Es una vieja historia, pero idiota es una palabra griega que termina en “a” como: problema, dilema y axioma. La diferencia, entre la primera y las otras es que esta es un adjetivo y las demás son sustantivos, que a pesar de terminar en “a”, son masculinos. Idiota pueden ser todos, hombres y mujeres, ya que no se declina por género. La palabra presidente, que es un adjetivo sustantivado tampoco se declina, a pesar que algunos insistan en hacerlo. Valiente es un adjetivo que no se declina y nadie que conozca el idioma osaría a decir “valienta”. Esto sería una aberración y todos la reconocemos como tal, a pesar de que lo he escuchado en algunos dialectos donde ciertas reglas no son respetadas.
Pero presidente, morfológicamente, es similar a valiente o abundante.
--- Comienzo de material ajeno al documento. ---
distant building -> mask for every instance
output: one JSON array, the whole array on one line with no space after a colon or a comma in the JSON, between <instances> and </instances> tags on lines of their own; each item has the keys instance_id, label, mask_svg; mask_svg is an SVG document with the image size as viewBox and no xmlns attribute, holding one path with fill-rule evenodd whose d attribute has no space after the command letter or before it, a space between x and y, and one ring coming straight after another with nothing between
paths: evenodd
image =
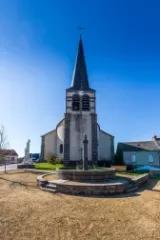
<instances>
[{"instance_id":1,"label":"distant building","mask_svg":"<svg viewBox=\"0 0 160 240\"><path fill-rule=\"evenodd\" d=\"M102 131L97 120L96 91L90 88L82 39L73 71L71 87L66 89L66 111L56 129L42 135L41 160L49 155L75 165L84 158L84 137L88 140L89 161L114 160L114 136Z\"/></svg>"},{"instance_id":2,"label":"distant building","mask_svg":"<svg viewBox=\"0 0 160 240\"><path fill-rule=\"evenodd\" d=\"M118 143L116 164L160 167L160 138L154 136L152 141Z\"/></svg>"},{"instance_id":3,"label":"distant building","mask_svg":"<svg viewBox=\"0 0 160 240\"><path fill-rule=\"evenodd\" d=\"M4 161L6 164L17 163L18 154L14 149L2 149L0 150L0 164Z\"/></svg>"}]
</instances>

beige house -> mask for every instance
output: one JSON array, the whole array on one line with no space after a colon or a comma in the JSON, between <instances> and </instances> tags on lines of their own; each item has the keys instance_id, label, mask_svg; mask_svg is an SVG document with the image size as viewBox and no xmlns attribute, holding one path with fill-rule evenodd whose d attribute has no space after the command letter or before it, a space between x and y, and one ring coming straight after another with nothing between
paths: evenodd
<instances>
[{"instance_id":1,"label":"beige house","mask_svg":"<svg viewBox=\"0 0 160 240\"><path fill-rule=\"evenodd\" d=\"M70 88L66 89L64 118L56 129L42 135L41 159L53 154L75 165L83 159L85 135L88 139L88 160L113 161L114 137L100 129L96 111L96 91L90 88L82 39Z\"/></svg>"},{"instance_id":2,"label":"beige house","mask_svg":"<svg viewBox=\"0 0 160 240\"><path fill-rule=\"evenodd\" d=\"M152 141L118 143L116 163L160 167L160 138L154 136Z\"/></svg>"},{"instance_id":3,"label":"beige house","mask_svg":"<svg viewBox=\"0 0 160 240\"><path fill-rule=\"evenodd\" d=\"M6 164L17 163L18 154L14 149L2 149L0 150L0 164L3 164L4 161Z\"/></svg>"}]
</instances>

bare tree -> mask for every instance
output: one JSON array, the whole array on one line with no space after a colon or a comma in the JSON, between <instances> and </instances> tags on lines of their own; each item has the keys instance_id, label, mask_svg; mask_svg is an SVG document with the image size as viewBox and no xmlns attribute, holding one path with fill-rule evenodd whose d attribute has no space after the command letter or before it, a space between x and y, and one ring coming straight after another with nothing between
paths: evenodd
<instances>
[{"instance_id":1,"label":"bare tree","mask_svg":"<svg viewBox=\"0 0 160 240\"><path fill-rule=\"evenodd\" d=\"M6 161L5 161L5 150L8 147L7 135L5 128L2 125L0 127L0 163L4 164L4 171L6 173Z\"/></svg>"}]
</instances>

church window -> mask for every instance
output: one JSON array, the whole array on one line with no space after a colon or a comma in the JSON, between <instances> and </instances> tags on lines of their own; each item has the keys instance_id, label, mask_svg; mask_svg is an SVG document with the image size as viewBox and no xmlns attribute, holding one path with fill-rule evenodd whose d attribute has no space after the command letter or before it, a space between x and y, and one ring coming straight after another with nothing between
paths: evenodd
<instances>
[{"instance_id":1,"label":"church window","mask_svg":"<svg viewBox=\"0 0 160 240\"><path fill-rule=\"evenodd\" d=\"M60 152L60 153L63 153L63 144L60 144L60 146L59 146L59 152Z\"/></svg>"},{"instance_id":2,"label":"church window","mask_svg":"<svg viewBox=\"0 0 160 240\"><path fill-rule=\"evenodd\" d=\"M82 97L82 111L90 110L90 99L88 95L83 95Z\"/></svg>"},{"instance_id":3,"label":"church window","mask_svg":"<svg viewBox=\"0 0 160 240\"><path fill-rule=\"evenodd\" d=\"M72 111L80 110L80 97L78 94L73 95L72 97Z\"/></svg>"},{"instance_id":4,"label":"church window","mask_svg":"<svg viewBox=\"0 0 160 240\"><path fill-rule=\"evenodd\" d=\"M132 160L132 163L136 163L137 162L136 155L132 155L131 156L131 160Z\"/></svg>"}]
</instances>

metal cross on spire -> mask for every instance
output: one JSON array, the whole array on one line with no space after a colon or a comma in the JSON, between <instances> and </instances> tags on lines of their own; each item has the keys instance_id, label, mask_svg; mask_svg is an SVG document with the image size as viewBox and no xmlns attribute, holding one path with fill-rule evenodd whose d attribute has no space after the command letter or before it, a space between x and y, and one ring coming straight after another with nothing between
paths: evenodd
<instances>
[{"instance_id":1,"label":"metal cross on spire","mask_svg":"<svg viewBox=\"0 0 160 240\"><path fill-rule=\"evenodd\" d=\"M77 29L78 29L78 31L80 32L80 35L81 35L82 31L84 30L84 27L82 27L81 25L79 25Z\"/></svg>"}]
</instances>

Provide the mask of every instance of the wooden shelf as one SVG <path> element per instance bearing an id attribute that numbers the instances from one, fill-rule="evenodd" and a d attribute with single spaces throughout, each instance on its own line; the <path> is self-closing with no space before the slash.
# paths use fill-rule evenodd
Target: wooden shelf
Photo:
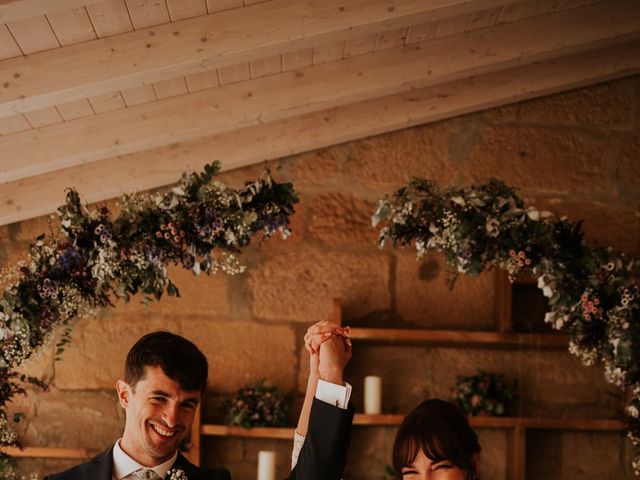
<path id="1" fill-rule="evenodd" d="M 353 424 L 364 426 L 400 425 L 404 415 L 356 414 Z M 587 430 L 618 431 L 622 430 L 622 422 L 618 420 L 593 420 L 580 418 L 527 418 L 527 417 L 470 417 L 469 423 L 478 428 L 531 428 L 539 430 Z"/>
<path id="2" fill-rule="evenodd" d="M 293 440 L 295 429 L 292 427 L 232 427 L 229 425 L 203 424 L 200 434 L 212 437 L 244 437 L 244 438 L 273 438 Z"/>
<path id="3" fill-rule="evenodd" d="M 366 415 L 357 413 L 353 419 L 355 426 L 398 426 L 404 415 L 381 414 Z M 519 417 L 471 417 L 469 423 L 475 428 L 500 428 L 511 430 L 527 428 L 535 430 L 582 430 L 582 431 L 621 431 L 622 422 L 618 420 L 560 419 L 560 418 L 519 418 Z M 279 427 L 231 427 L 228 425 L 202 425 L 202 435 L 214 437 L 270 438 L 292 440 L 293 428 Z"/>
<path id="4" fill-rule="evenodd" d="M 563 349 L 566 335 L 555 333 L 469 332 L 402 328 L 352 328 L 351 338 L 372 343 L 459 345 L 492 348 Z"/>
<path id="5" fill-rule="evenodd" d="M 17 458 L 68 458 L 73 460 L 86 460 L 100 453 L 100 450 L 90 448 L 52 447 L 2 447 L 0 451 Z"/>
Es el participio presente del verbo presidir, como amante es una forma verbal de amar adjetivada y aquí tampoco distinguimos entre amanto y amanta. Las presiones a las que se expone una lengua reflejan cambios de actitud entre los miembros de la comunidad que la comparten. Y, como en todas las cosas, hay que tener gusto y tacto, también sentido histórico y flexibilidad para “administrar las modas”. Por este motivo y después de haber pensado por horas en estos problemas, sin esconder que me he divertido, mi modesta opinión es que es mejor dejar las cosas como están. Es decir, llamar a la presidente, presidente y no presidenta; a una abogado, abogado; a una médico, médico y a un idiota o mediocre, idiota o mediocre, en vez de idioto y mediocro, como lo hacemos con el problema de todos los dilemas que, terminando en “a”, llevan el artículo “el”, porque son masculinos de origen helénico, como Sócrates y Platón.
En mi vida he tenido que estudiar gramática, etimología y filología y una de mis tantas conclusiones es que la lengua es viva y cambia constantemente y que la gramática es un instrumento necesario para analizar el uso del lenguaje. Pero esta tiene una función prescriptiva limitada, ya que su objetivo por excelencia es describir en vez de normalizar. Por otro lado, hablar una lengua significa respetar sus reglas en la medida de lo posible y cambiar o aceptar cambios exclusivamente si dan más precisión al postulado o a la palabra. Pero al hacerlo, si hay que hacerlo, tenemos que usar el sentido común y tomar en consideración el enorme legado histórico, cultural y literario que hemos heredado con nuestra lengua. Decir jueza es completamente aceptable como declinación, pero “pretendienta” sería mejor evitarlo y decir: “la pretendiente a presidente” podría ser una aberración, ya que ignora, que la lengua también es música y que esta tiene su propia integridad.
Leyendo textos en castellano antiguo, observamos rápidamente una infinidad de cosas que han cambiado, pero la mayoría de los cambios han hecho de la lengua un instrumento más sólido, agudo y preciso. El cambio tiene que ser una mejoría y si no es tal es mejor abandonarlo. Y esto con todo el respeto a las feministas, que insisten en la igualdad gramatical y de género.